In short, the homes being valued today will be sold into a market that may look very different tomorrow.
GDV is therefore an estimate based on real market data and future-planned risk. It’s certainly not a guarantee.

Construction Costs: The Largest Cost Variable
Construction is the single biggest cost in any property development.
Build costs are often expressed per square foot, but those numbers are not static. Labour availability, material prices, specification choices and regulatory changes all influence the final figure.
A £10 per sq ft shift on our 12,500 sq ft scheme equates to £125,000.
In a volatile construction market, that movement is not unusual. Recently we’ve seen large raw material price changes in wood and steel. The construction industry is seeing more people leave than enter, causing a rise in labour costs too. With fewer workers available, it’s not guaranteed a spade goes in the ground before your two-year planning permission expires.
For developers, the challenge is not simply to calculate build cost, but to calculate it well enough that the scheme remains viable if conditions change.
Professional Fees and Technical Requirements
Unfortunately, planning permission does not come as a single invoice.
The full cost of planning permission includes architects, planners, engineers, ecologists, drainage consultants and highways specialists. Each site brings its own technical requirements. Some are straightforward. Others evolve as discussions with the local authority progress.
Once all reports on the council’s validation checklist are complete you’re not done. Ecological surveys may need updating. Drainage strategies may require redesign. Access arrangements may need refinement.
None of these are exceptional. They are part of the process, but all carry cost and time implications.

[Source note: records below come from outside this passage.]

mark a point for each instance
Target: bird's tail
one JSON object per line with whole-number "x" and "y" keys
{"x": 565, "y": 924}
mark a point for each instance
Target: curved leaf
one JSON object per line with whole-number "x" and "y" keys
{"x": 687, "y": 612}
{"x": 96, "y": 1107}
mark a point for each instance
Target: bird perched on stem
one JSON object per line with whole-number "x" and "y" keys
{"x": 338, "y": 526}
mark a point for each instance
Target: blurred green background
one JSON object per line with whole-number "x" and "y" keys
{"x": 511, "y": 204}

Infrastructure Contributions: CIL and Section 106
Community Infrastructure Levy (CIL) and Section 106 contributions exist to support local services, schools, highways and open space once your new development’s community takes occupancy.
These development costs are policy-driven and non-negotiable in many cases. They can represent a significant portion of overall expenditure and viability calculation.
They also vary from authority to authority, meaning no two sites are identical. Councils that have adopted CIL will publish their charging zones and cost per metre, giving you a lot more transparency over this cost. Section 106 contributions, however, are unknown until the specific local services start suggesting appropriate figures.
Finance: The Cost of Time
Development rarely happens overnight.
Capital is committed long before the first home is sold. Planning alone can take 6–12 months. The actual construction and final sales phases add further time.
Development finance costs accrue throughout this period and must be factored into any land development appraisal.
If a scheme takes longer than anticipated — whether due to planning delay, weather, supply chain disruption or market conditions — that time has a cost.
In development, time is rarely neutral.
Risk and Developer Margin
“Margin” is often misunderstood.
It is not simply profit in the conventional sense. It is the allowance that enables a scheme to absorb the many sources of volatility.
Without sufficient margin, even modest movements in sales value or build cost can undermine viability. Lenders require it. Investors expect it. It is what keeps a project resilient.
A scheme that appears generous on paper but carries no risk allowance is unlikely to proceed. And if it does not proceed, no land value is realised.
The Residual: Where Land Value Sits
Once construction costs, professional fees, infrastructure contributions, finance and risk have been accounted for, what remains is the residual land value.
This is why two sites with similar headline GDV can produce very different land valuations.
Overall, development economics is not pessimistic. Rather it is disciplined. It recognises that future sale prices are uncertain, that build costs fluctuate, and that planning and delivery carry risk.
For landowners, understanding this framework is crucial as it allows conversations about value to be grounded in commercial reality rather than raw optimism.